II
Kit slid down the companion ladder.
The lower deck was half awash, and foul with smoke. There was a stink of dead men, bilge, and powder.
But what a change from when he was last here!
Then sights so ghastly that he dared not recall them: screams of torn men, rending of torn planks; howling terrors on every side, shattering his head, bursting his heart, dissipating his mind.
Now silence everywhere, beautiful silence, the silence of Death.
And those leaping devils with the hoarse throats, who had barked themselves red-hot then, were strangely hushed now. Loosed from their moorings, they huddled, together beneath him half under water, like so many great black beasts, cowed, it seemed, almost ashamed; here a huge breech showing, there a blunt snout, and again a thrusting trunnion.
As he crawled along in the gloom among blackened corpses he thanked God for the stillness. It was comforting to him as water in the desert to a man dying. He drank it in gulps.
A sound in the darkness and silence stopped him.
Out of the deeps a shuddering voice rose up to him, mumbling a Litany of the dead,
"Lord ha mercy on me a sinner—
Lord ha mercy on me a sinner—
Lord ha mercy on me a sinner."
The boy crept to the forehatch and peered down.
One tiny yellow star flickered in the pitch blackness beneath.
"Mr. Lanyon!" His voice was frightened of itself. "Is that you?"
The Litany ceased. Some one cleared his throat.
"That's me, sir," came a voice from the pit. "I'm back where I belong—in her bow'ls."
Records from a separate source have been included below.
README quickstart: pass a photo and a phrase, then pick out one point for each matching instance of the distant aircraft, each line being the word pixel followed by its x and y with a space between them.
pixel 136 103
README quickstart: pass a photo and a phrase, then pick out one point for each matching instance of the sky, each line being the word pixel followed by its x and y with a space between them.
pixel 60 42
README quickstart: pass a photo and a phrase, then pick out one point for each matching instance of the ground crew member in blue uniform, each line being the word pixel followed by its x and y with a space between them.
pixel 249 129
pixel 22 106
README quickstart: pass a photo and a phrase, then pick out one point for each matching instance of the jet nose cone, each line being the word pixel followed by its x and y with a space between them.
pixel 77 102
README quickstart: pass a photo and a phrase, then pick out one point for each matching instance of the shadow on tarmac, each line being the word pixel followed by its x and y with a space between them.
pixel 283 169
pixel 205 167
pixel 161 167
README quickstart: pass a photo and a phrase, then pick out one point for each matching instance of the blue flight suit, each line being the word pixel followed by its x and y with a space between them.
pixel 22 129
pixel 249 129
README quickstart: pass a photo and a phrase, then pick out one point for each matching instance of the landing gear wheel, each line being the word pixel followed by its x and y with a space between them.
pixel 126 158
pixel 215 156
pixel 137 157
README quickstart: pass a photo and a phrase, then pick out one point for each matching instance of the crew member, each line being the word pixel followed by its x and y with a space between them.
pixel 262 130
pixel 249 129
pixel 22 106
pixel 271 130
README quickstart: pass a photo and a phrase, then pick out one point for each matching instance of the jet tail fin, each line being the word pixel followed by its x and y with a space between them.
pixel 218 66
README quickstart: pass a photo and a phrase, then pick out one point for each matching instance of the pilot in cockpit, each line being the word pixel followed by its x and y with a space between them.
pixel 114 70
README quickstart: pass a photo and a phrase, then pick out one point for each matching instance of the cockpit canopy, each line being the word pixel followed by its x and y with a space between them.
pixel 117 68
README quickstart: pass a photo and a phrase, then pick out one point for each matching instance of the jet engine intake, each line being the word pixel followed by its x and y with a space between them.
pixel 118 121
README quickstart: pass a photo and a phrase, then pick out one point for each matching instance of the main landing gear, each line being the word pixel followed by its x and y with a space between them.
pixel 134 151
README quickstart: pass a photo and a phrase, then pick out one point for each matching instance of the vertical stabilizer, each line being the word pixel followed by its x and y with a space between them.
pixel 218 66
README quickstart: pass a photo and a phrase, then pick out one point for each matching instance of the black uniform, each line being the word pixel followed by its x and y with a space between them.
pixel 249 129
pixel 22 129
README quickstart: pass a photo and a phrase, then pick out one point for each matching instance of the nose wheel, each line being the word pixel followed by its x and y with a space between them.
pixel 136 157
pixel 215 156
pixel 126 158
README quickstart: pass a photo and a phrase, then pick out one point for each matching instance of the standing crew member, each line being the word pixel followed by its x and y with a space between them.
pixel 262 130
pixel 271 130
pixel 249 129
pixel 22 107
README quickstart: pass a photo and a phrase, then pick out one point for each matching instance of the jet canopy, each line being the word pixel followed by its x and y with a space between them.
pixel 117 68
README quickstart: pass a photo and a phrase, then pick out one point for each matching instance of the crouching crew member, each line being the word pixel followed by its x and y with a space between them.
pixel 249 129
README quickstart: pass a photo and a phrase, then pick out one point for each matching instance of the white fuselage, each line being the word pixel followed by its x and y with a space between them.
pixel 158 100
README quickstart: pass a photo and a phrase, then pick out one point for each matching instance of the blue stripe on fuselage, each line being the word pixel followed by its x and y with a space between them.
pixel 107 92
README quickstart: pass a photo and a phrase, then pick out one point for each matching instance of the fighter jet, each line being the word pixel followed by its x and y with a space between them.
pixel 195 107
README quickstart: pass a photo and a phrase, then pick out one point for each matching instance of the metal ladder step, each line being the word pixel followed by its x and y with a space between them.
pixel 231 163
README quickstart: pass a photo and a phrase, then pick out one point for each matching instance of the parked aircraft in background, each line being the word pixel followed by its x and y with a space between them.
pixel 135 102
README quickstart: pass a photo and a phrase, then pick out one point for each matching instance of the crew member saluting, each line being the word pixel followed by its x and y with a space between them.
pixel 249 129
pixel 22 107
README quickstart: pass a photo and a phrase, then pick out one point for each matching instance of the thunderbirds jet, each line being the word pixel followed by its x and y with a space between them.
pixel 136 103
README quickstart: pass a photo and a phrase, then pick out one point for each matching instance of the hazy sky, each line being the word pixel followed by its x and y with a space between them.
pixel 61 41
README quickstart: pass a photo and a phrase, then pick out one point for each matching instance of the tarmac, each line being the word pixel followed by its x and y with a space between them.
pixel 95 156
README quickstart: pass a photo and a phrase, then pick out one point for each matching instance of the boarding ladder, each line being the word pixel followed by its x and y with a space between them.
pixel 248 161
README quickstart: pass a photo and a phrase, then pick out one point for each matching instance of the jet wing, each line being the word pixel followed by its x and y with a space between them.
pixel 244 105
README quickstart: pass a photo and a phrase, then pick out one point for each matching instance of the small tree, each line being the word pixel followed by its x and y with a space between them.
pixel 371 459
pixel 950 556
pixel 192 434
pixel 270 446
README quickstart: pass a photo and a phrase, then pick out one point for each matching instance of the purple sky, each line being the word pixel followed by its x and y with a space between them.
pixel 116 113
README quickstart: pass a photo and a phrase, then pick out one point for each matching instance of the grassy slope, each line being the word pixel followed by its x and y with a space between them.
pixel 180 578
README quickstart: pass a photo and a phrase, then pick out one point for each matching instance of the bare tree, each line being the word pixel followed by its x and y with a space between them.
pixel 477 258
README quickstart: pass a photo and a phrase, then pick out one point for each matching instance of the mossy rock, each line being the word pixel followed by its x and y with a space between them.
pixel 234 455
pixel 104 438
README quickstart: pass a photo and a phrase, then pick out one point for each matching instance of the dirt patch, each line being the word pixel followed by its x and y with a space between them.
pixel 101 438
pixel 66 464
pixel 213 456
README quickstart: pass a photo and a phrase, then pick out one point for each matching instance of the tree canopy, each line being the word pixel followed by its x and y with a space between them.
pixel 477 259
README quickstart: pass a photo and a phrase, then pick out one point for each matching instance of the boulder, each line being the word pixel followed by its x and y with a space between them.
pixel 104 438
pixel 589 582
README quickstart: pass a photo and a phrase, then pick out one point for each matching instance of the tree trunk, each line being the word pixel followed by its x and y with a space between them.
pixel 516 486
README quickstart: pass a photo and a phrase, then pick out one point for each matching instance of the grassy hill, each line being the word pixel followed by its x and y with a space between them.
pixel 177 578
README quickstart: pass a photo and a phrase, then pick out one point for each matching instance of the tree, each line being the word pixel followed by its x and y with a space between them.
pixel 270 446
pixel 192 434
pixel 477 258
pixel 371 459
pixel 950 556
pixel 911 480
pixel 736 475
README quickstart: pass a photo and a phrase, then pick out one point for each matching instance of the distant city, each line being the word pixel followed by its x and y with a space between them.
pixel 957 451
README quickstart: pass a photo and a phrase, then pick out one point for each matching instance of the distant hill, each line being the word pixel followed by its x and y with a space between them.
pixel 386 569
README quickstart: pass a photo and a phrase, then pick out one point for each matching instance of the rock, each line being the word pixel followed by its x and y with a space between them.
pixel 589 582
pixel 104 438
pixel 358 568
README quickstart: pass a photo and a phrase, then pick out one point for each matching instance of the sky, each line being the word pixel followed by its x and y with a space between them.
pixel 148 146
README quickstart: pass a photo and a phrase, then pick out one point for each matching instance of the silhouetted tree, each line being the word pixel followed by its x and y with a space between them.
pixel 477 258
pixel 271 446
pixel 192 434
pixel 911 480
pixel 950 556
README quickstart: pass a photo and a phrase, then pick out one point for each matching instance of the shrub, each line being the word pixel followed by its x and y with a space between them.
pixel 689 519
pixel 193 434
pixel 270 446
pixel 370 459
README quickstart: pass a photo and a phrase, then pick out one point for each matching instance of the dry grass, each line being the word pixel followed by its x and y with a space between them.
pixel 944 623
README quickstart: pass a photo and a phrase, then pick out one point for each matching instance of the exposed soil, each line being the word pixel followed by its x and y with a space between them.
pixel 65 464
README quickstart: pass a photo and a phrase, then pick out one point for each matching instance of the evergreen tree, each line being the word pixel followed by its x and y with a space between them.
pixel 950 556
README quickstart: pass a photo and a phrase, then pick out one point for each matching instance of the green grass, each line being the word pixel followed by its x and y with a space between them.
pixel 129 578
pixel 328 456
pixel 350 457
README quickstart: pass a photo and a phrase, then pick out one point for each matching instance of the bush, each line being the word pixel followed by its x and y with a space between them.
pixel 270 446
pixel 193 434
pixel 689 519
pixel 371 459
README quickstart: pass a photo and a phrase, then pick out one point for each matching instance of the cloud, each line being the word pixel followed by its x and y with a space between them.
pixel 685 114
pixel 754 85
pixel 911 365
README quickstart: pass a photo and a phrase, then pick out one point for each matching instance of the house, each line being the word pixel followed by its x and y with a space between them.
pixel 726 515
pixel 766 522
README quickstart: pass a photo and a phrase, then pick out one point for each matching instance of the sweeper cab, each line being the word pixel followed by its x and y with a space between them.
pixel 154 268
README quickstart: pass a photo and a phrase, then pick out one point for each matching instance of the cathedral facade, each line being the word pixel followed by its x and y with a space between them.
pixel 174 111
The Gunner was squatting in a powder barrel, a lighted purser's glim between his teeth, and a pistol in one hand. Kit caught the glimmer of naked shoulders, the wet gleam of eyes, and the shine of sweat on a face black as a sweep's.
"I was ummin all the bawdy bits I know to keep me company," called up a voice husky as a ghost's and cheery as a robin's: "It's lonesome-like kickin your heels in the dark against the powder bar'l you're goin to ell in next minute. Not that it's ell I mind. Ell's all right once you're there. It's the gettin there's the trouble—the messin about and waitin and that."
"You won't have to wait long now," replied Kit in a voice so still and solemn that he hardly recognised it himself. Nothing was very real to him. Even the words he uttered were not his own: they were machine-made somehow.
"They'll be alongside in a minute. Commander Harding says you're to wait for his whistle. Then—"
"Amen. So be it. God save the King."
The Gunner dropped his voice to a whisper, rolling up his eyes.'
"Say, Sonny, are you afraid?"
"No. I can't take anything in."
"Nor'm I; and ain't got no cause neether," came the voice from the darkness, defiant almost to truculence. "I only ad but the two talents—lovin and fightin; and they can't say I've id eether o them up in a napkin. They can't chuck that in me face."
He spat philosophically between his thighs.
"On'y one thing I wish," he continued confidentially. "I wish all the totties was settin atop o that clift to see Magnificent Arry go aloft. Ah, you mightn't think it to see me now, Mr. Caryll, squattin mother-naked in this bar'l, but I been a terror in me time. Sich a way with em and all!"
"You might think about something more decent just now," said the boy coldly. "Good-bye. I'm afraid you haven't lived a very good life."
As the boy groped his way back, the parched voice pursued him from the nether hell.
"My respects to the old man. We seen a tidy bit together, him and me; but reck'n this last little bust-up bangs the lot. I'd ha gone through a world without women for its sweet sake, blest if I wouldn't…. And now," came the voice in a sort of chant, "avin lived like a blanky King I'm goin to die like a blanky cro. Arry the Magnificent always and for h'ever!"